This morning’s markets are ugly. That is nothing new for the year. There is a good chance you are feeling pretty lousy about your portfolio and your actions, or inaction, to-date. That is completely understandable. But as I said in this podcast with Aaron Watson you should cut yourself some slack. Ravi Varghese at The Insecurity Analyst writes:

You are not your investments. Thinking otherwise puts us at risk of committing a mortal sin of investing, if we allow defensiveness to cloud our scrutiny of a prior decision.

And by the way, the same logic should apply when your investments are doing great. Congratulations on the victory – but you’re still not your investments.

If you somehow think you are having a tougher time than everyone else take a step back. Noted hedge fund manager Bill Ackman is reportedly down some 18.6% year-to-date and that does not take into account this morning’s ugliness. In short, investing is a challenge for everyone including professional investors.

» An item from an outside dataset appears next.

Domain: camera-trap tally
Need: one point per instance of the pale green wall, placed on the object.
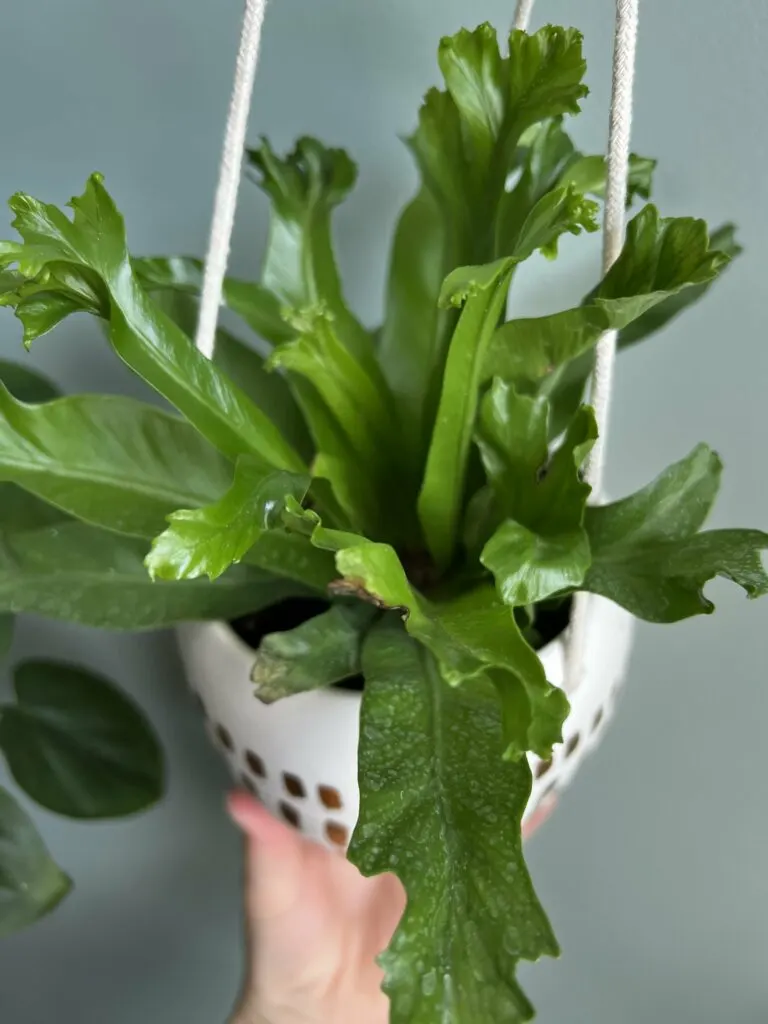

As Urban Carmel wrote in a post last year at The Fat Pitch:

We can summarize by saying that everyone is bad at this. No one is good at figuring out whether stocks or indices or economies are going higher or lower.

Therefore, a suggestion: let’s focus attention on ourselves and what we can do better. We can’t change what others are doing but we can improve what we do.

It is easy at times like this to turn to so-called “authority figures” like you see on CNBC, Fox Business and Bloomberg. This despite the fact that their track records are at best, sketchy. Daniel Sotiroff at The Personal Finance Engineer writes:

Although we seek advice and validation from others, Miligram’s work establishes a need for us to take responsibility for our own actions. At the end of the day we’re ultimately the ones pushing the metaphorical shock button. However, when we’ve knowingly done something wrong it can be very difficult to admit our errors.

No one, especially some on on TV, is all that great at investing. That is our lot in life. We humans are simply not wired for the ups and downs of the stock market. That is okay. We are however able to take responsibility for our actions. And most importantly forgive ourselves for our mistakes and look forward to better times down the road.